1年以上Blogを書いておりませんが、どうしてもお伝えしたい潮目の変化があり、弊社にお付き合いいただいているお客様、弊社に関心を持っていただいている皆様にお伝えいたしたく、発信いたします。

4月最終週に開催されたJEC(Paris)において大きな変化に気が付きました。

JECに参加する多くの知人から、私がJECに参加しないのを知り、「今回はリサイクル技術の展示があると思いますよ。どうして見に行かないのですか?」という質問を頂きました。

「おそらく、名前を変えた、熱分解法と溶解法の繰り返ししか出ないでしょう」と冷めた返答をさせて頂いておりました。
JECに参加した知人から「ほとんどリサイクルは出ていないですよ」との速報があり、「ELGから独立したGen2社は?」と聞くと今回は出ていない由。

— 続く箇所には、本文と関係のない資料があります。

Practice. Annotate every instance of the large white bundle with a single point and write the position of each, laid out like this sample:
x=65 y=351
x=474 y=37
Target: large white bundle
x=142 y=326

その他の情報を合わせて読み解くと、リサイクルブームはEU圏では沈静化したということだと理解しました。

弊社のHPにお問い合わせを頂く内容が、「リサイクル材料だから」という言葉をよく聞きますが、「リサイクルでは売れませんよ」とお応えしております。

リサイクルはあくまで「手段」であって、CO2発生を抑えて新品のレベルに戻すことが、世の中で求められている重要ポイントである。即ち、工程内で発生した端材、市場から回収された部材を、少ないCO2消費の工程で元の材料に戻すのが本来の目的であったことにEUの技術者は気が付き、あるいは求めていた目標が現実の要求となって定着を始めたということであります。

以前から申し上げているように、鉄もアルミニウムもリサイクルして元の材料に戻しています。鉄のLCAが2.3tonCO2/tonである理由にスクラップを溶融して混ぜ込むことが出来るからです。

EUでは、元のCFに戻せないリサイクル材が昨年まで頑張っておりましたが、市場の評価は甘くなかった様です。

エアバスグループのエアバスCTCという会社があり、日本に向けてリサイクル材が今後の技術開発のメインテーマであるとアピールし、日本から有名な権威者が高額の研究開発費を提供して教えを請いました。

弊社は、「そのようなものは既に開発済みですよ。」と実際にリサイクルカーボンファイバーをCTCに提供したところ、驚いて沈黙してしいました。

一方EUの指導的立場の技術者からは、「LCA値がどこまで下げうるのか?」
「どのような公的なオーソライズが出来ているのか?」「リサイクル後の性能は、新品と同等レベルに回復させることが出来るのか?」という質問を頂きます。

1.LCA値は、もとのCFの1/10の2.3tonCO2/CO2です。
毎年、環境省に指示された数式で算出し報告、承認を受けております。
2.rCFの性能は、新品の90~95%まで回復します。

更に次の答えを準備しております。
3.端材、市場から回収した部材、使用済みプリプレグは元の連続繊維のまま回収します。

実は、2022年5月2日にエアバスCTCのCEOにこの3点を説明したのが、1年を経過し、EUの新しい流れとなって今年のJECの潮目の変化として表れております。

日本の著名な先生方は、どのように説明されるのか?
恐らくしばらくの間は、沈黙を続けられるでしょう。
そしてEUが明確にこの方針を出してくると、ご説明されるものと思いますが、さかのぼって5年近く多大なエネルギーでリサイクルを追い求めた日本の技術者にリサイクルの本質を見抜けなかったことに猛省を促したいと思います。

弊社が、目標を見誤らなかったのは、環境省の指導の賜物で、5年以上前の実証事業を受託する際に、LCA値の目標を明示するよう指示を受けておりました。
また、実証中に、市場で評価を受け、市場に受け入れられる性能の技術開発をするように指導を受け、その結果として、市場は新品と同性能でないと受け入れてくれないということを学習し、それを実証結果に反映させました。
弊社が道を誤らなかったのは、環境省の将来を見据えた方向付けの賜物と感謝しております。

環境省では、今年度からリサイクルというあいまいな表現を控えて、

1.「未利用資源の資源化」という明確な表現が使われるようになり
2.デジタル化によるトレーサビリティーの手法を導入

以上2つの指導が明確化されております。

LCA値を極限まで下げ、性能を新品レベルに回復させた後は、「未利用資源を探し、トレーサビリティーを確認しつつ新品のCO2負荷を緩和する。」という次の環境省の方針を弊社の今後の開発の精神としたいと思います。

皆様方とEU,アメリカをリードする新しい潮流を作りたいと思います。
以上、最後までお読みいただきましてありがとうございました。

尚、弊社では量産化の体制を着実に進めており、昨年弊社に参加してくれた若者3名は、順調に成長しており、今年はさらに新戦力を3名以上募集いたします。
まもなくリクルートの内容も改訂し、若者と中堅の技術者を募集する予定でございます。